Abstract
Human immunodeficiency virus (HIV) self-testing has emerged as a tool to increase the proportion of people to know their status. Since the first HIV self-test was approved in 2012 by the US Food and Drug Administration (FDA), global access to HIV self-tests has been bolstered by public-private partnerships to ensure equitable access in low- and middle-income countries. However, no company has applied for FDA clearance in a decade. We highlight the potential benefits to reclassifying HIV self-tests from class III to class II.
Keywords: HIV, self-testing, prevention, diagnostics, HIVST
Human immunodeficiency virus (HIV) self-testing is used to increase the proportion of people knowing their status. No company has applied for FDA clearance in a decade.
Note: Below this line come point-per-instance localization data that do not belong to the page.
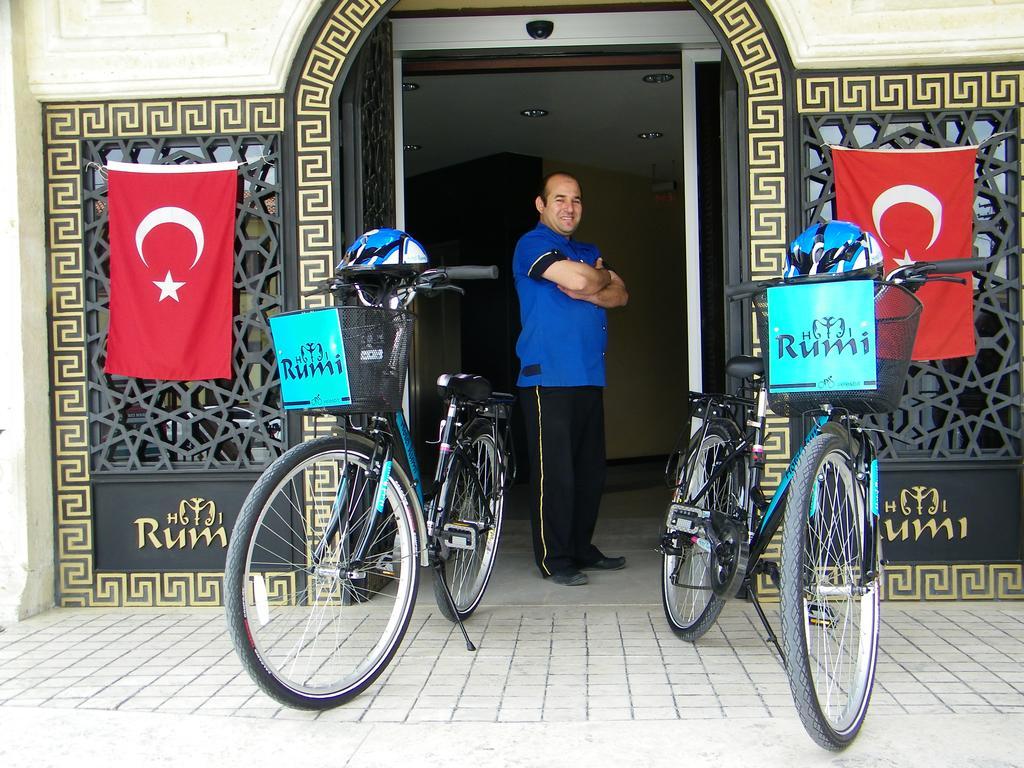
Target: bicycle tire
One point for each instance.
(690, 605)
(476, 474)
(314, 637)
(829, 620)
We highlight potential benefits of reclassifying HIV self-tests from class III to class II.
(See the Viewpoints by Wood and Stekler on pages 1681–4.)
In the United States, human immunodeficiency virus (HIV) remains undiagnosed in an estimated 13% of HIV-infected people [1]. The Centers for Disease Control and Prevention (CDC) has recommended that all adolescents and adults be screened for HIV at least once and that some populations be screened at least annually [2]. Despite the availability of HIV testing through healthcare providers and community-based services, some populations still experience significant barriers to HIV testing. Consequently, the average time from acquisition of HIV to diagnosis is 3 years in the United States, resulting in continued transmission and adverse health outcomes [3].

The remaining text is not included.